Si France Télécom est un laboratoire, Didier Lombard livre, lors de la même conférence interne, un mode d’emploi très éclairant sur les grands chantiers qui remodèlent aujourd’hui les autres réseaux publics en cours de privatisation (SNCF, EDF, La Poste, et peu ou prou toute la fonction publique dans le cadre du plan Cap 2022). Le PDG, devant ses cadres, préconise d’attendre les élections présidentielles de 2007. « On peut imaginer un législateur qui, fin décembre 2007, glisse dans les mesures diverses et variées qu’on fait une dérogation [pour monter un plan social touchant les fonctionnaires]. On peut aussi faire des choses plus sophistiquées telles que séparer le réseau. On va mettre le réseau dans un coin et y loger 25 000 fonctionnaires. Les politiques ne manqueraient pas d’imagination ». À la SNCF, comme chez EDF, les syndicats dénoncent justement le découpage de leur groupe en différents secteurs, avec les activités rentables d’un côté et celles qui le sont moins de l’autre, pour accélérer la transformation.

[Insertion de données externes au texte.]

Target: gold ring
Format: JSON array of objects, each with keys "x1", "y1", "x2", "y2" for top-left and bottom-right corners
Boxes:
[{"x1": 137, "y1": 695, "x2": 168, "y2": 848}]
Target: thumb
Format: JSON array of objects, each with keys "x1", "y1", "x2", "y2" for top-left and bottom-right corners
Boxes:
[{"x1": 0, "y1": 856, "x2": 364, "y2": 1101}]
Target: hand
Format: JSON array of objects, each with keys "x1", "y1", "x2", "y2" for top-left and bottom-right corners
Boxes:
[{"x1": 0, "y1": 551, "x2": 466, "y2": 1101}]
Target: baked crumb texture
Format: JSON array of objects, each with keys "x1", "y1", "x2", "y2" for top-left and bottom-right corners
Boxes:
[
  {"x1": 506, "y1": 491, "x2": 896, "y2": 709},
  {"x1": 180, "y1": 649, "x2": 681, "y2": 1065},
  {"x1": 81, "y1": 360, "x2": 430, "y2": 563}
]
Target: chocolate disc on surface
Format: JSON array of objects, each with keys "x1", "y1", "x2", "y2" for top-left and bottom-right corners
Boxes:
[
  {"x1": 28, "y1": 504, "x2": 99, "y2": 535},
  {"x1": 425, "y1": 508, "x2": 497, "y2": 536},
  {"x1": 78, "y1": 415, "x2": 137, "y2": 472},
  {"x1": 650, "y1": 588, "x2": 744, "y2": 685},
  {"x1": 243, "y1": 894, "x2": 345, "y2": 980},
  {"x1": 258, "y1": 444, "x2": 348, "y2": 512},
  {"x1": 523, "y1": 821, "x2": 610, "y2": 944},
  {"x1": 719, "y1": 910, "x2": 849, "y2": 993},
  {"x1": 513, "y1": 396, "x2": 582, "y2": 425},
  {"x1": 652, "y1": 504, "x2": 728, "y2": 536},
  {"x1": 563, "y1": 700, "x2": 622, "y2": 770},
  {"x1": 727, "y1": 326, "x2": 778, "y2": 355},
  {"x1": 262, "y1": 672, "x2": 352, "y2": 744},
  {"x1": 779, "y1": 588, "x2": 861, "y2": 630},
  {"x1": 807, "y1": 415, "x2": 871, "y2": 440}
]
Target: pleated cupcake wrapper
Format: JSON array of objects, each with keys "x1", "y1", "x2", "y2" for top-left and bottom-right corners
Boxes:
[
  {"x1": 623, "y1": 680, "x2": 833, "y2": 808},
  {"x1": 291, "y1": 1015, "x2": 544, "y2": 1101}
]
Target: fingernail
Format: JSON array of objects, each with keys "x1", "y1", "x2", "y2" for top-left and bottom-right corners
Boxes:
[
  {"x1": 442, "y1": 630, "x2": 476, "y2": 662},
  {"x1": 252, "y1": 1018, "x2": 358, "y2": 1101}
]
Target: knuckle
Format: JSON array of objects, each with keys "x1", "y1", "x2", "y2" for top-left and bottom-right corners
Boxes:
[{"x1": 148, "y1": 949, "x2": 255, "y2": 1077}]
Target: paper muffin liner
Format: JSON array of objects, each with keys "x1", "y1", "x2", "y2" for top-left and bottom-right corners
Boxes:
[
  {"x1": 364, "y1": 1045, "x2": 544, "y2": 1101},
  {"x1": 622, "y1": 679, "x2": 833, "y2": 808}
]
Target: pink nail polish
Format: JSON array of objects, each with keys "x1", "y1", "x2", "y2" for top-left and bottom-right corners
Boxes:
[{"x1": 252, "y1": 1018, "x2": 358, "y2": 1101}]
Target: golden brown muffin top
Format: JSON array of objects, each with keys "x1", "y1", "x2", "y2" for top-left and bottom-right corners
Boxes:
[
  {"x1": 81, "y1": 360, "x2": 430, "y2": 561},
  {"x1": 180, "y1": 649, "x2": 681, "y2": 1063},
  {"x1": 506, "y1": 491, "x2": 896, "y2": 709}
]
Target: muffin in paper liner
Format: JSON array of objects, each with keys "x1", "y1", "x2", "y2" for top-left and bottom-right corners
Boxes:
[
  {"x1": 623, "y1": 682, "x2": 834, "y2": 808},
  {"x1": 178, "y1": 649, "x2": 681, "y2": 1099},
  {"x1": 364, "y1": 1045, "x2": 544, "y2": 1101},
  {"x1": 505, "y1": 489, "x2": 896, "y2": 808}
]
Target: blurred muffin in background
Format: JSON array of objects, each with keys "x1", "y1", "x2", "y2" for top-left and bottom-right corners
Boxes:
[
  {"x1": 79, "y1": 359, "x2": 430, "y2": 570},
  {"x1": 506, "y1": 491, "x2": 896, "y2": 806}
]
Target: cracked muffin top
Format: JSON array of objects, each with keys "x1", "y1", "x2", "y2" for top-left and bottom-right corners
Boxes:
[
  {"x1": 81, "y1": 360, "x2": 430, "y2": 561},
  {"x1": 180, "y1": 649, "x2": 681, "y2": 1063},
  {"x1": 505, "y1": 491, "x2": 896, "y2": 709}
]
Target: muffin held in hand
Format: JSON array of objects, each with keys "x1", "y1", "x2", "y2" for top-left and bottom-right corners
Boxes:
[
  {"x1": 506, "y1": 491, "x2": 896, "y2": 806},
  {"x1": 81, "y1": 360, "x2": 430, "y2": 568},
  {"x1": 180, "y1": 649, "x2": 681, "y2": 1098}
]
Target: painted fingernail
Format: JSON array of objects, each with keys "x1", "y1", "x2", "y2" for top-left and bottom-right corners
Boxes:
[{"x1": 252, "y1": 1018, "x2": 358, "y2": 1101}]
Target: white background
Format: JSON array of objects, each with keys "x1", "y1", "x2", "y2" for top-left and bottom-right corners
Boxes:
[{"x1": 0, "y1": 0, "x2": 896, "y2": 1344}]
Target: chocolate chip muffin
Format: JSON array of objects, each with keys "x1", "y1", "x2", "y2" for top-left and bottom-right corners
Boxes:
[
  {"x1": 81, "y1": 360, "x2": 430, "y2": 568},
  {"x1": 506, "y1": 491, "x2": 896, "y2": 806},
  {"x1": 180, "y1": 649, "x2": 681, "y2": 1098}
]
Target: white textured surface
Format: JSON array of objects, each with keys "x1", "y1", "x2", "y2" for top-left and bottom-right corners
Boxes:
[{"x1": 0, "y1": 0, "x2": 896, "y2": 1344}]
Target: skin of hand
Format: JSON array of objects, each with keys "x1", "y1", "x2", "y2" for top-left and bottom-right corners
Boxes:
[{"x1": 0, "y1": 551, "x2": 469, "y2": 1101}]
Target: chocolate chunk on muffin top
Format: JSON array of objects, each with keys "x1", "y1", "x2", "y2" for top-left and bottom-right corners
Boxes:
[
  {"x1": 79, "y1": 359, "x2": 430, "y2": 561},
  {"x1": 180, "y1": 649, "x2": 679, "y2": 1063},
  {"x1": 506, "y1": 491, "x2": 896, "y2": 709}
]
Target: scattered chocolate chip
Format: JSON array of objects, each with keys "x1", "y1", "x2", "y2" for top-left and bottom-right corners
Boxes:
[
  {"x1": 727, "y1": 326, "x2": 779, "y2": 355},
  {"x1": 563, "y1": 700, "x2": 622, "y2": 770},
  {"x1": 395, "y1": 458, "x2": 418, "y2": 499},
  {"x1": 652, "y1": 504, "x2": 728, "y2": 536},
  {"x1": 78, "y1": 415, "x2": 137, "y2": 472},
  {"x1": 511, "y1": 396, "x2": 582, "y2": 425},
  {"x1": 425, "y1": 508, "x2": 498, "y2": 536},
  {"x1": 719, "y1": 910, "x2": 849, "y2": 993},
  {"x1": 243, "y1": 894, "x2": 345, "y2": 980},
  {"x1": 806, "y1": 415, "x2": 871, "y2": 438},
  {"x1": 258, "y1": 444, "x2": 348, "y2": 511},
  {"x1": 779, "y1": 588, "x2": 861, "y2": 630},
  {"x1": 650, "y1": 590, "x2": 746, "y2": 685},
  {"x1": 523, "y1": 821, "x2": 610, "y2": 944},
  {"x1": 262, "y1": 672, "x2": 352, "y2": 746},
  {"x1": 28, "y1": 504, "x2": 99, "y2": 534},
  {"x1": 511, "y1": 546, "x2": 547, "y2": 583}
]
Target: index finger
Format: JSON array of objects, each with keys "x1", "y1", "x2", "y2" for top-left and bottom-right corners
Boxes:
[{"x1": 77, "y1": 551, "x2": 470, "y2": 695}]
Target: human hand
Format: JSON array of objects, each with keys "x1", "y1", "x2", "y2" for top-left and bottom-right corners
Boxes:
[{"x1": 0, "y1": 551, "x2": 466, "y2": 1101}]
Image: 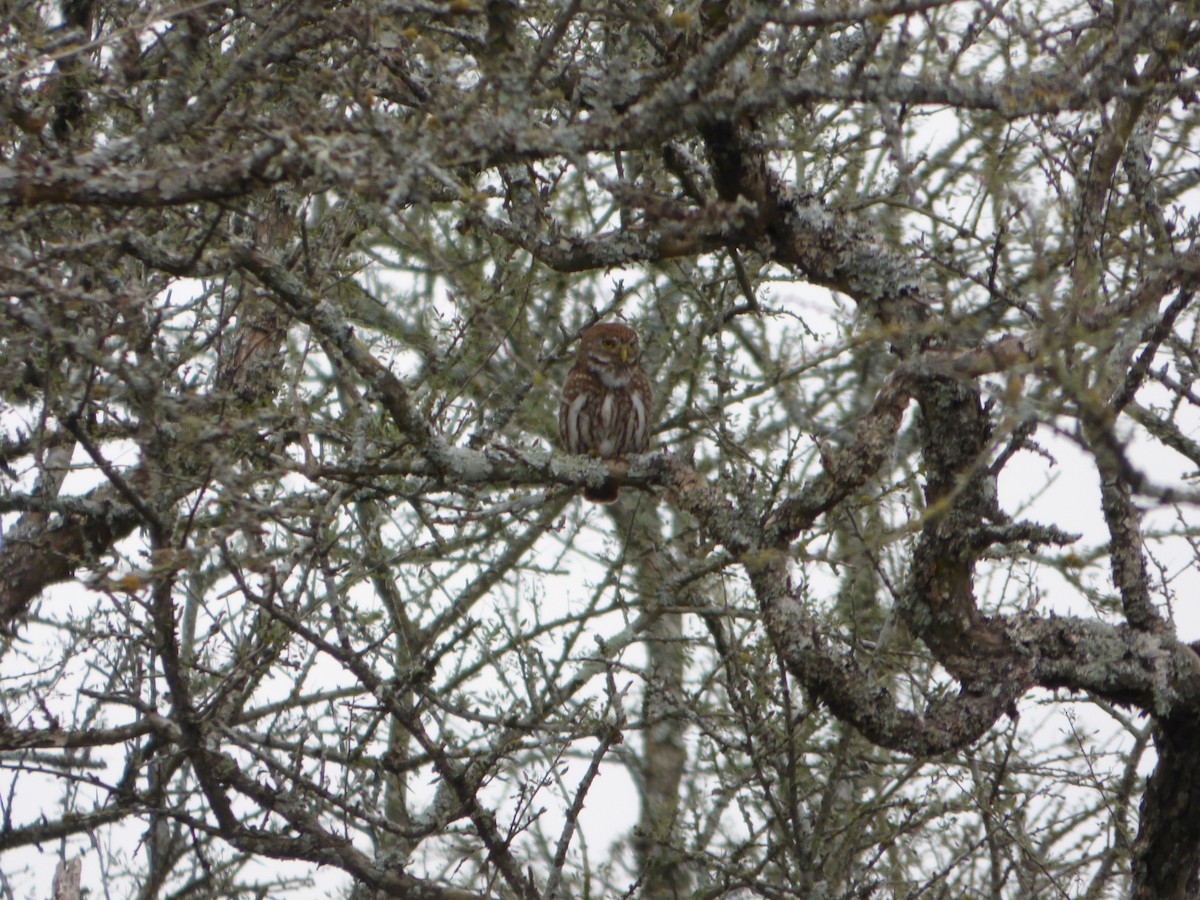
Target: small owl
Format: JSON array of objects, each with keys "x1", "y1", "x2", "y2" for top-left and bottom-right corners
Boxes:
[{"x1": 558, "y1": 322, "x2": 650, "y2": 503}]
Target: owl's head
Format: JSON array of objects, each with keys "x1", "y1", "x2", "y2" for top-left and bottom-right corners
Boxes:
[
  {"x1": 580, "y1": 322, "x2": 642, "y2": 368},
  {"x1": 575, "y1": 322, "x2": 642, "y2": 390}
]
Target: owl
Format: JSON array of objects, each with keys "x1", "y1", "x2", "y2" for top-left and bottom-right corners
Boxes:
[{"x1": 558, "y1": 322, "x2": 650, "y2": 503}]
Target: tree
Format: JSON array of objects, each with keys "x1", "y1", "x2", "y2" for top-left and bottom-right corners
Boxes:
[{"x1": 0, "y1": 0, "x2": 1200, "y2": 898}]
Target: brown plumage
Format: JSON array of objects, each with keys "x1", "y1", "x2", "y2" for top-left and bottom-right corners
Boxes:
[{"x1": 558, "y1": 322, "x2": 650, "y2": 503}]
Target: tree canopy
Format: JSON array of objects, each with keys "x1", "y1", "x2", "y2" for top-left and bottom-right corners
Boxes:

Au fil des douze semaines de procès et quarante audiences, les sept dirigeants poursuivis pour harcèlement moral devront convaincre le tribunal qu’ils n’ont pas commis d’« agissements répétés » ayant détérioré les conditions de travail de leurs salariés. « Sans [les programmes] Next et Act, la pression sur la vie de nos salariés aurait été plus forte. L’origine de cette pression n’est pas à rechercher dans ces plans, mais dans l’évolution technologique qui s’impose à nous », s’est défendu Didier Lombard face aux enquêteurs. Il nie également avoir fixé l’objectif de 22 000 suppressions de postes, préférant parler de « trajectoire ». Même si son bras droit, Olivier Berberot, prévenait en octobre 2006 : « J’aurais échoué si on ne fait pas les 22 000 départs. Pour le groupe, c’est les 7 milliards d’euros de cash flow » (7). Dans ce dossier, l’accusation a recensé 39 victimes, dont 19 suicides, 12 tentatives et 8 dépressions.


(1) Compte rendu interne.

(2) Conférence devant les cadres du groupe le 20 octobre 2006 à la Maison de la chimie, Paris.

(3) Document de la direction territoriale Est d’octobre 2006.

(4) Courriel d’un DRH local, 25 mars 2007.

(5) Document « Mémo Emploi-Mobilité SCE France », daté du 6 mars 2006.

(6) Compte rendu d’une réunion organisée le 9 mai 2007.

(7) Conférence interne devant les cadres supérieurs de France Télécom.